New Compound SHP1705 Shows Promise in Targeting Glioblastoma via Circadian Clock Mechanisms

Recent research highlights the potential of a novel compound, SHP1705, in the treatment of glioblastoma, a highly aggressive form of brain cancer. This experimental drug targets circadian clock proteins that glioblastoma stem cells exploit for growth, thereby impairing the cancer cells' ability to thrive and proliferate. Published in the journal Neuro-Oncology, the study outlines the findings from a series of preclinical trials that demonstrate the efficacy and safety of SHP1705.

Glioblastoma is recognized as the most prevalent malignant brain tumor in adults, notoriously resistant to conventional treatments such as surgery, radiation, and chemotherapy. These tumors often recur, presenting significant challenges for healthcare providers. The discovery that glioblastoma cells can hijack circadian clock proteins, which regulate various biological rhythms within the body, offers a new avenue for therapeutic intervention. By disabling these proteins, researchers aim to slow down or stop tumor growth.

Steve A. Kay, a leading researcher in this study and a professor at the Keck School of Medicine of USC, noted that there is increasing evidence indicating that brain cancer stem cells utilize circadian clock proteins to fuel their growth. Targeting these proteins could disrupt the replication process of these malignant cells.

Kay, along with Jeremy Rich from the University of North Carolina at Chapel Hill, is at the forefront of a collaborative effort developing SHP1705. Through extensive biochemical and cellular studies, they have confirmed the compound's ability to neutralize glioblastoma stem cells effectively.

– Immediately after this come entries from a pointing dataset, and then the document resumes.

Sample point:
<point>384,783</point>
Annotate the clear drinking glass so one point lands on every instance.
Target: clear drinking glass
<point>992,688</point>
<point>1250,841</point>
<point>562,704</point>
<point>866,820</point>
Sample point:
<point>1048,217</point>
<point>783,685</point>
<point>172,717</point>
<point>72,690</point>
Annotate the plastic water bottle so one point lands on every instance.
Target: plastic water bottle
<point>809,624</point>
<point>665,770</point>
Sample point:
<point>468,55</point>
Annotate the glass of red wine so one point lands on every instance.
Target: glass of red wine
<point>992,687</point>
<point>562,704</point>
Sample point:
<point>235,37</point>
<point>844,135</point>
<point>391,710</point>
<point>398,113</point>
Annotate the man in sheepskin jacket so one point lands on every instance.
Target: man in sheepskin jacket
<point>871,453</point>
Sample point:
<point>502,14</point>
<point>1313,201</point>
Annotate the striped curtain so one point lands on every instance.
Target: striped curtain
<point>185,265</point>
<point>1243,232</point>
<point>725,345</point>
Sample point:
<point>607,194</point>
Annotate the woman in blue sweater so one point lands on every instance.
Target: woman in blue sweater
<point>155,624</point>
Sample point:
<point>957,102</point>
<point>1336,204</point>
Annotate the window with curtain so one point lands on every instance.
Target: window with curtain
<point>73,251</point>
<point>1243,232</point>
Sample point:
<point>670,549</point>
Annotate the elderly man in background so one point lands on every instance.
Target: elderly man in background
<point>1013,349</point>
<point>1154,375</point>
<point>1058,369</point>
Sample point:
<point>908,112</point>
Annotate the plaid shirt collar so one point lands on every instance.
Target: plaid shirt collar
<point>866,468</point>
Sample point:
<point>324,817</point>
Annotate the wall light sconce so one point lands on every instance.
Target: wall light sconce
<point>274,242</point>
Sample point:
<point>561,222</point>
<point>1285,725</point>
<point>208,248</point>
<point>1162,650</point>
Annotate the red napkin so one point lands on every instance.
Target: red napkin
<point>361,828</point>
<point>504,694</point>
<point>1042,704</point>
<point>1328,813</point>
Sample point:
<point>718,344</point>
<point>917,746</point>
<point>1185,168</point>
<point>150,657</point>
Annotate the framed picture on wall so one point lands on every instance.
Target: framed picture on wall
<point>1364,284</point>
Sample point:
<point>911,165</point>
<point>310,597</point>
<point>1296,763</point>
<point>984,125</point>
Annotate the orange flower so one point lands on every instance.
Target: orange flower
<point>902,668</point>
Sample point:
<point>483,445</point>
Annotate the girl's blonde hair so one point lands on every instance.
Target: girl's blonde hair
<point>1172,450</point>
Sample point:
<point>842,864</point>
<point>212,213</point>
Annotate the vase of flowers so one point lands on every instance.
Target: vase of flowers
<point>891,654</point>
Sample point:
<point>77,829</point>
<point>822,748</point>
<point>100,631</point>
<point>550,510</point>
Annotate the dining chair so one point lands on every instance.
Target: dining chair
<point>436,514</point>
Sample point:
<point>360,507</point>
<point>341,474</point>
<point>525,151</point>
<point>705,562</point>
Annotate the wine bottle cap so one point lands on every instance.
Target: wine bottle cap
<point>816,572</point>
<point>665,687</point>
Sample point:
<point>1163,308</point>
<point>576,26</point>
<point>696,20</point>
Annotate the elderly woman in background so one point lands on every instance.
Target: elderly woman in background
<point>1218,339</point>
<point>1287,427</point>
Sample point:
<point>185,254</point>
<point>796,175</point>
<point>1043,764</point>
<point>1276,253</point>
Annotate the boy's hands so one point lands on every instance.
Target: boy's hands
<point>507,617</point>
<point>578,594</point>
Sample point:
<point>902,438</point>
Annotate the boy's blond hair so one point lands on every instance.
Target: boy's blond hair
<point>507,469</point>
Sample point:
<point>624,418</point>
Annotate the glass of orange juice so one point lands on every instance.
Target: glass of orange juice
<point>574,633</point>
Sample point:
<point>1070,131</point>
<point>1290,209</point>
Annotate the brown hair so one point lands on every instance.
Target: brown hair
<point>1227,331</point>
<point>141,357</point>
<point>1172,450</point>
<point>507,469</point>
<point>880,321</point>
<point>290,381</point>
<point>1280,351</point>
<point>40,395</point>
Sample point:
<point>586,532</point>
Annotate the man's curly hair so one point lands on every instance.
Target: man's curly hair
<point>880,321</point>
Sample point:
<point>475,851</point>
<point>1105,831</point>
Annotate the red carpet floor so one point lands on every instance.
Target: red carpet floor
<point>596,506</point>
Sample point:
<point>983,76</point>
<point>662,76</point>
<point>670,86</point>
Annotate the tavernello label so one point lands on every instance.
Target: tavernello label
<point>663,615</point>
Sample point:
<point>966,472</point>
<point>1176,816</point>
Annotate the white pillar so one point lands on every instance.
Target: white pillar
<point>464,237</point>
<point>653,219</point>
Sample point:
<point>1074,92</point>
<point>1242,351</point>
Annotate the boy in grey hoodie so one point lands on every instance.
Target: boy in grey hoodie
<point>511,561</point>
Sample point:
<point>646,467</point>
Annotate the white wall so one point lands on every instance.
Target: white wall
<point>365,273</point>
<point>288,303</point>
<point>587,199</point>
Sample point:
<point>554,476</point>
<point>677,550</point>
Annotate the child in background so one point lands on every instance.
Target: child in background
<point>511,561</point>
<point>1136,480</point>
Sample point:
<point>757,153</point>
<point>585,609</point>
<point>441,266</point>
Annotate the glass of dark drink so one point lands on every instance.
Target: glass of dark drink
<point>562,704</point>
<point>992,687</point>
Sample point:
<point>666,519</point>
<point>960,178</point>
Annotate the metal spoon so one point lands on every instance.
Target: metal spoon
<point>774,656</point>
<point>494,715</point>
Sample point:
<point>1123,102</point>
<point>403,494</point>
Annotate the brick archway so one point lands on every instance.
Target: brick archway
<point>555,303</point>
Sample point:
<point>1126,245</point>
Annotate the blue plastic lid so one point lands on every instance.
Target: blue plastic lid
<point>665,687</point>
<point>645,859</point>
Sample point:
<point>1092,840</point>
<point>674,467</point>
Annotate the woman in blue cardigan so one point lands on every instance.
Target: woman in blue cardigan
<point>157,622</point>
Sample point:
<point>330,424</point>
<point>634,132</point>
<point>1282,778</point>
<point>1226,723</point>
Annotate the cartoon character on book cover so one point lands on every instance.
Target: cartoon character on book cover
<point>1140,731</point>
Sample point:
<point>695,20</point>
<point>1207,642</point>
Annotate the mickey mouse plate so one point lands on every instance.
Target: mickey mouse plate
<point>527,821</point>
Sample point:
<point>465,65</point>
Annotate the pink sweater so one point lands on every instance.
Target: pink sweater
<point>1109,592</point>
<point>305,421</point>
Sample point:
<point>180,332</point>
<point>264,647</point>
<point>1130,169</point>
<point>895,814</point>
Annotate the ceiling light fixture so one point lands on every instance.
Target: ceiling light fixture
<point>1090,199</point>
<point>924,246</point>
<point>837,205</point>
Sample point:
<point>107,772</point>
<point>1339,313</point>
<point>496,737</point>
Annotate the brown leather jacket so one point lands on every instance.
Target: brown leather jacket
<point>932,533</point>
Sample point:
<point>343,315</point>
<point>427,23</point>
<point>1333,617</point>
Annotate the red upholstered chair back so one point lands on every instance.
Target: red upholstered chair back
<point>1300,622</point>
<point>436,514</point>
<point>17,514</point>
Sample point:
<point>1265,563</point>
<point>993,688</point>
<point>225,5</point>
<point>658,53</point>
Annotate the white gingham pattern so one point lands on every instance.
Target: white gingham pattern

Initial results from a phase 1 clinical trial conducted by Synchronicity Pharma, a biotech company co-founded by Kay, indicate that SHP1705 is well-tolerated in human subjects.

SHP1705 functions as a CRY activator, enhancing the activity of cryptochrome (CRY) proteins within cells. The compound specifically targets a variant of the CRY protein known as CRY2, which is found at reduced levels in glioblastoma cells. By increasing CRY2 activity, SHP1705 effectively disrupts the circadian clock mechanisms in these cancer cells while minimally affecting healthy brain cells.

In preclinical trials, SHP1705 was shown to impair the survival of glioblastoma stem cells, demonstrating effectiveness against both chemotherapy-sensitive and resistant cell lines. Further mouse studies revealed that a higher dosage of SHP1705 not only slowed tumor growth but also extended survival rates. Moreover, the compound appeared to enhance the efficacy of radiation therapy by increasing cancer cell mortality post-treatment.

In combination with another compound known as SR29065, which targets a different aspect of the circadian clock, SHP1705 showed improved results, suggesting potential synergistic effects that could enhance treatment outcomes.

The phase 1 clinical trial, involving 54 healthy participants, confirmed the safety profile of SHP1705, with only minor side effects reported, including headache and nausea. The next step involves a phase 2 clinical trial, where SHP1705 will be evaluated in conjunction with standard treatments like surgery, chemotherapy, and radiation. The compound's oral administration allows for a convenient treatment option for patients undergoing intensive therapies.

Current treatment protocols do not adequately address the presence of glioblastoma stem cells, which are believed to contribute significantly to cancer recurrence. The research team is optimistic that SHP1705 could fill this critical gap. Additionally, ongoing investigations are exploring the broader implications of targeting circadian clock proteins, as these proteins may also play roles in tumor growth and immune suppression.